El espacio se convirtió de nuevo en una extensión de la Guerra Fría cuando Rusia se adelantó a EEUU con el primer vuelo orbital tripulado que protagonizó el cosmonauta ruso Yuri Gagarin.
Los estadounidenses ya se habían quedado boquiabiertos años antes cuando escucharon el primer "bip-bip" que transmitió en 1957 el Sputnik, el primer satélite artificial de la historia, que fue lanzado al espacio por los rusos. Pero no podían creer que los rusos, de nuevo, les hubieran ganado en la carrera espacial al conseguir, el 12 de abril de 1961, poner al primer humano en órbita.
La prensa de todo el mundo llegó a calificar al cosmonauta ruso como "el nuevo Cristóbal Colón del espacio". El diario The New York Herald Tribune aseguraba, por ejemplo, que no importaba quién fuera el primero en llegar al espacio, pero el nerviosismo era patente entre la comunidad científica.

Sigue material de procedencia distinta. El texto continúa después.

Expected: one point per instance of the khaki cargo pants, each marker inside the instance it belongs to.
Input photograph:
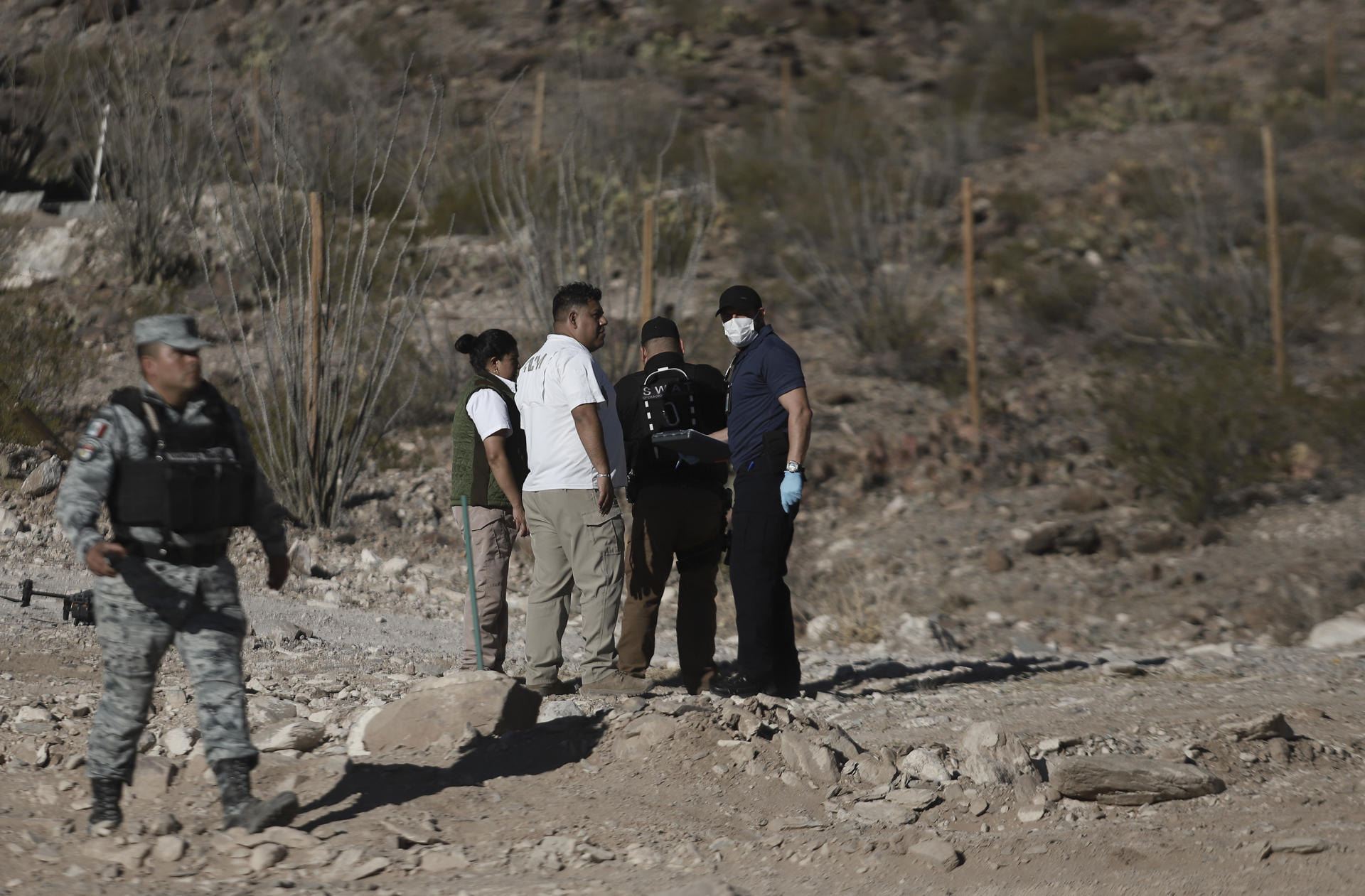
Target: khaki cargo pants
(492, 532)
(575, 544)
(687, 523)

"Para alcanzarlos tendremos que correr como diablos", aseguraba Wernher Von Braun, el entonces portavoz de la exploración espacial de la NASA, según recoge una edición de la época del diario "The Huntsville Times".
El entonces presidente estadounidense, John F. Kennedy, felicitó al gobierno de Nikita Jrushchov y se mostró confiado en que EEUU podría emular la hazaña rusa. Lo consiguieron más tarde, pero el golpe de efecto ya estaba dado.

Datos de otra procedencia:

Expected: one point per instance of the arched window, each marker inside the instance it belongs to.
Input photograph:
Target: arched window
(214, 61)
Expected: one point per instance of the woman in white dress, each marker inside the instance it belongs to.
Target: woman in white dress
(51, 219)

Si bien la Guerra Fría no representó una confrontación militar directa, si provocó fuertes tensiones políticas, económicas y científicas entre las dos superpotencias, que se trasladaron también al espacio. Los éxitos espaciales de Rusia tenían cada vez más resonancia.

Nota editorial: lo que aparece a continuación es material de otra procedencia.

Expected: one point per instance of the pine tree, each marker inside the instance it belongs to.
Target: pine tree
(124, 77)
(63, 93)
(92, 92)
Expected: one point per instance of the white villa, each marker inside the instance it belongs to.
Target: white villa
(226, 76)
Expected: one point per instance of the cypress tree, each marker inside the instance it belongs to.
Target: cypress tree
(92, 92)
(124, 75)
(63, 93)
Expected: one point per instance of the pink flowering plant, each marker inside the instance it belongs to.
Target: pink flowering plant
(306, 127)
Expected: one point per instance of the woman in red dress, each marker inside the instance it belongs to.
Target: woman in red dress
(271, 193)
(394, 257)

"Nadie sabía hacia dónde se avanzaba ni qué depararía el espacio exterior, pero se temía que desde allí se pudiera alcanzar el máximo poderío militar", indica la periodista Nadjejda Vicente en su libro "La cuenta atrás de la carrera espacial al turismo cósmico".
Científicos británicos se aventuraron a decir que, en ese campo, la Unión Soviética estaba "unos tres años" por delante de EEUU, algo que atemorizó a los estadounidenses al tiempo que el Kremlin se movía con rapidez para mostrar la hazaña de Gagarin como una victoria comunista.
Ante esta perspectiva, Kennedy no se podía quedar de brazos cruzados: anunció ante el Congreso de EEUU sus planes para llevar al hombre a la Luna antes del final de la década. La misión suponía un enorme reto tecnológico pero EEUU tenía que conseguir el éxito, que se logró el 20 de julio de 1969.